According to the findings, nearly 1.2 million children were affected with some form of intellectual disability from 2001 to 2016 as a result of exposure to chemicals like pesticides and PBDEs.
IQ points dropped from 27 million points in 2001 to 2002 down to 9 million IQ points in 2015 to 2016. Furthermore, the proportion of cognitive loss resulting from exposure to the chemicals increased from 67% to 81% during the same study period.
PBDE exposure was the greatest contributor to intellectual disability burden, resulting in 162 million IQ points lost and 738,000 cases of intellectual disability.
Side effects from mercury and lead were prominent, but on the decline overall. Researchers speculate that may be because of decades of restrictions on heavy metals. However, pesticides and PBDEs have significantly fewer restrictions.
The study indicates childhood exposures to the chemicals cost the country more than $7.5 trillion in lost economic productivity and medical costs.
PBDEs and pesticides are endocrine disrupting chemicals known to cause neurodevelopment toxicity.

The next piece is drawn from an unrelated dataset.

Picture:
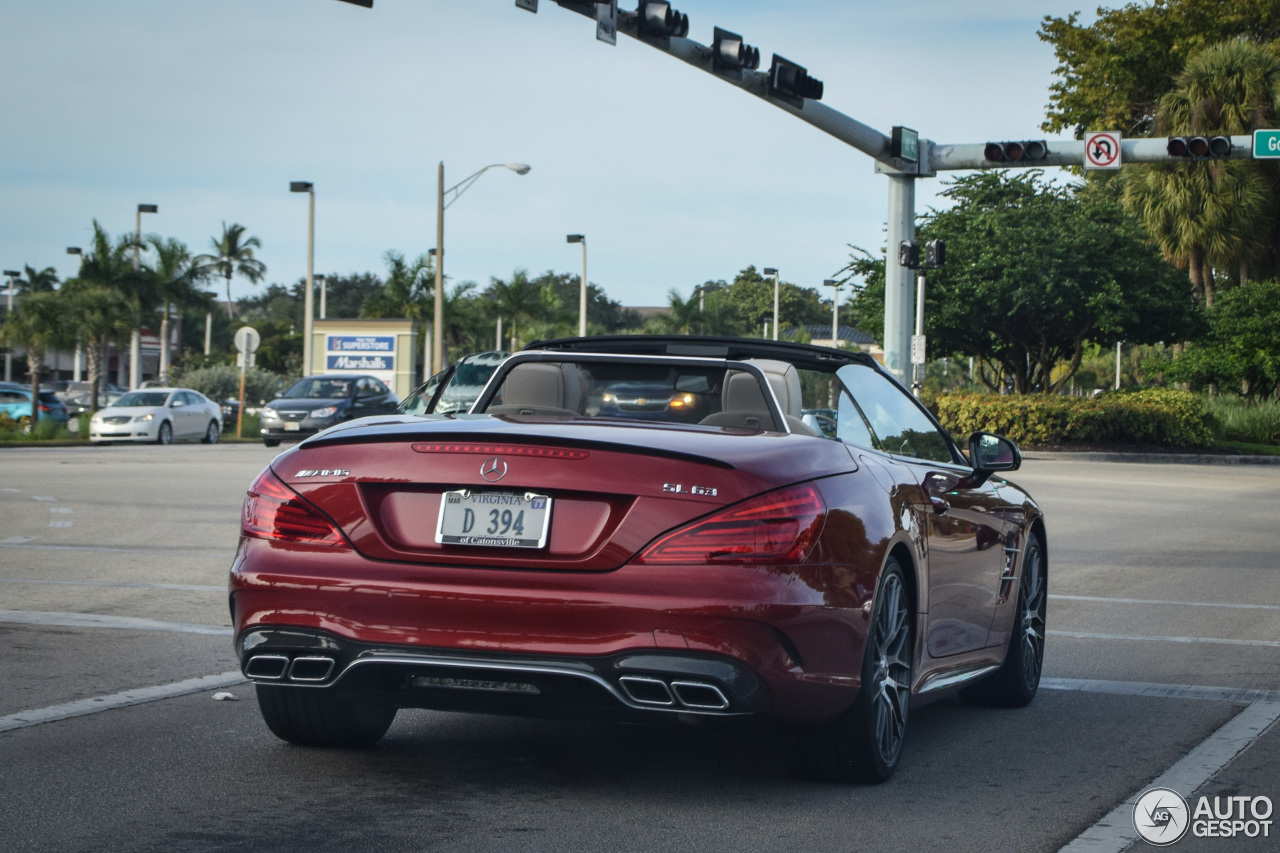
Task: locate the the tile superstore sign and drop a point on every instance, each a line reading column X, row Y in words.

However, the chemicals are widely used in consumer products and found in items like furniture upholstery, electronics, plastics, gymnastic equipment, even tuna fish. The chemicals can build up in the body and cause damage to the organs.
Additionally, heavy metals can disrupt brain and kidney function. Research has shown PBDE chemicals can interfere with thyroid function causing thyroid disease and can lead to thyroid cancer. Studies also link exposure during pregnancy to increased risk of preterm birth.
PBDEs has been found in household dust, the food supply and breast milk samples. More than 90% of adults and children have high levels of PBDE flame retardants in their bodies.
Researchers recommend consumers try to avoid using products manufactured with these chemicals. Additionally, frequently opening windows can let persistent chemicals from furniture, electronics, and carpeting escape. They advised eating organic produce and reducing toxin exposure as much as possible.
According to the researchers, this new study is the only long-term neurological investigation of this kind focusing on pesticides and PBDE flame retardant chemicals.